Keith has represented a number of well-known animal-rights activists and campaigns, including Stop Huntingdon Animal Cruelty (SHAC) and Kevin Kjonaas, the former president of SHAC USA, against Huntingdon Life Sciences, and the Sea Shepherd Conservation Society.

She has saved dogs from being euthanized in Los Angeles, and in 2000, she obtained the largest settlement against the City of Los Angeles for the beating to death of a dog by a city employee.

Circa 2002, Shannon began to challenge the media with her strong message in support of animal liberation actions and activists.

In 2004, Shannon started a non-profit, tax-exempt group called ARME (Animal rescue media education). ARME rescues homeless animals and focuses on stopping the problem at its roots through educational initiatives, including making documentaries about animals and animal activists.

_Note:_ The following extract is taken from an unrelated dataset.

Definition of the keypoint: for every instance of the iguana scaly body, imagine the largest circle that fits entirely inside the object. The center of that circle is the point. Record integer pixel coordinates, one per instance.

In 2006, after three years of filming, Keith released a documentary film about the Animal Liberation Front entitled Behind the Mask: The Story Of The People Who Risk Everything To Save Animals. The documentary was produced in response to what the ALF sees as a growing bias within the mainstream media towards the animal rights movement, both above and underground. Keith founded and runs Uncaged Films /ARME (Animal Rescue, Media & Education), which produced the documentary.

==Beagle Freedom Project==

Shannon Keith founded Beagle Freedom Project and its predecessor companies. Founded in 2004 as "ARME (Animal Rescue, Media & Education)", in 2018 it changed its name to "Rescue + Freedom Project" with Kevin Kjonaas as secretary, and in 2019 was changed to "Beagle Freedom Project".